November 9, 2012

Lesson 1: Compensating for an enthusiasm gap





One of the lessons to be learned from the re-election of president Obama is the fact that an uninspired vote counts as much as a vote from someone who would crawl across broken glass to cast a vote for their candidate. If the vote is cast, it counts, period.

That should come as no surprise. If this was a base turnout election, the Republican candidate relied on enthusiasm to drive voters to the polls. The enthusiasm was there. The problem for Republicans is that even though the Democrats enthusiasm curve may now have peaked at 'meh' rather than tingles up the leg, they still turned out.

Whether the enthusiasm was bought with Obamaphones or forced with a massive Democrat GOTV ground game efforts - where they took away all the work. The turnout machine for Obama did it's job.

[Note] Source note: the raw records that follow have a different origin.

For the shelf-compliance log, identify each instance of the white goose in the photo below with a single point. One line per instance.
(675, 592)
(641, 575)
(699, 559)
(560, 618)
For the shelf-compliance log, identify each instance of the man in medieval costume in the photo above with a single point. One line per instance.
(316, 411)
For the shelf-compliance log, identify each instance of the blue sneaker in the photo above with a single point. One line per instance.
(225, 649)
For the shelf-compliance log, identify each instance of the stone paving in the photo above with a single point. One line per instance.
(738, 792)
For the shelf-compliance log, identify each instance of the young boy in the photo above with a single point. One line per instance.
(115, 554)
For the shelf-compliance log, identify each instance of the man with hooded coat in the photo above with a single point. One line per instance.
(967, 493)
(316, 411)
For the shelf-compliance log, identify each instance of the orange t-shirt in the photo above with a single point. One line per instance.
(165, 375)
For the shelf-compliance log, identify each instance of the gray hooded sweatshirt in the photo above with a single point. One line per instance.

At the margin, the same is not true for the Romney campaign and in hindsight, they made several mistakes, some the same as McCain four years earlier. One of the key mistakes is that they misjudged the ability to turn anti-Obama sentiment away from Romney into 'meh' voters.

Meh voters tend not to turn out. And that's the twofold mistake that Romney made in this election. He did not do enough to convert Obama voters into .eh Obama voters. Such an effort would have made the Obama GOTV effort magnitudes more difficult. Driving 10 people to the polls is much easier than driving 100.

The other thing Romney was counting on was that there weren't going to be many Meh Romney supporters. They under invested in the effort to get out the Meh Romney voters.

This should be borne out when the final voter tallies come in. Obama's turnout is down from 2008 but not by enough and more critically, Romney's vote total was not up from McCain's by nearly enough.

The president turns out had a better and smarter operation than Romney. And Romney was the guy who was supposed to lead America from the fiscal wilderness. Maybe not so much.

The president had a better game plan - voter turnout and voter enthusiasm suppression work. That's hard effort and dirty pool respectively, but it's a winning formula. It's a lesson the GOP needs to learn. One of many.

As more data comes in, I will expand on this as well as look at a number of other lessons to be learned from the 2012 election.